International News

China: Ethics cloud over R&D

The ethics of Chinese scholars have come under intense scrutiny following a recent scandal in the country. In mid-February, 80 people in Guangzhou city were poisoned after eating pork that contained ractopamine, a drug that ensures pigs grow big and lean. It has been banned as an agricultural food additive in China for seven years.

At first, this appeared to be yet another food safety story, but subsequent investigations have turned it into a debate about scholarly ethics. According to a report in the Southern Weekend newspaper, academics have allegedly taken part in the research, production and distribution of agricultural food additives such as ractopamine and clenbuterol hydrochloride for the past two decades, despite being aware they are poisonous. Ironically, research into clenbuterol hydrochloride in China reached its peak at the end of the 1980s, just as Europe and the US were banning it in response to the poisoning of hundreds of people in Spain, France, Italy and America.

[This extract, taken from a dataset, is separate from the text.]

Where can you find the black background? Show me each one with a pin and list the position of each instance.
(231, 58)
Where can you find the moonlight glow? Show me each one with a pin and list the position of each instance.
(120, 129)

One of the whistleblowers who spoke to Southern Weekend is a former academic at the College of Animal Science at Zhejiang University. He alleged that during research studies conducted in the early 1990s, he and his team learnt of the side-effects of clenbuterol hydrochloride, and also heard that it had been banned by the US Food and Drug Administration. However, they omitted this information from their papers on the drug. “If we talk about side-effects in the papers, they won’t get published,” he explains.

Moreover it was reported that in 1993, Zhejiang University’s Sunny Nutrition Technology Co. Ltd was founded and became a key distributor of clenbuterol hydrochloride. Through product and technology transfer, the Institute of Feed Science at Zhejiang University fostered many agricultural feed enterprises in China, with its turnover growing to more than 3.5 billion yuan (Rs.2,430 crore).

Clenbuterol hydrochloride and ractopamine were banned by the ministry of agriculture in 1997 and 2002 respectively, yet they are being researched and marketed. A big difference in terms of potential harm is that while clenbuterol hydrochloride was used primarily by small farms, ractopamine has been targeted at bigger farms, in the search for greater profits. It is alleged that some “experts” even give instructions to clients about how they can ensure their pigs pass testing by the authorities.

While topics such as plagiarism trigger doubts about scholarly ethics, the pig-feed scandal has raised more profound issues for China’s universities. Fu Jianfeng, an investigative reporter of Southern Weekend, argues that it proves that some scholars are too close to vested interests and that in the extreme instances “their research is based on greed”.

An editorial in Southern Metropolitan News blamed universities too, arguing that the trend towards “co-operation” with business has played a part. It said that because of meagre government funding, universities switch to research projects to satisfy business needs. “In so many cases, the outcome is that public trust in scholars is compromised,” says its edit.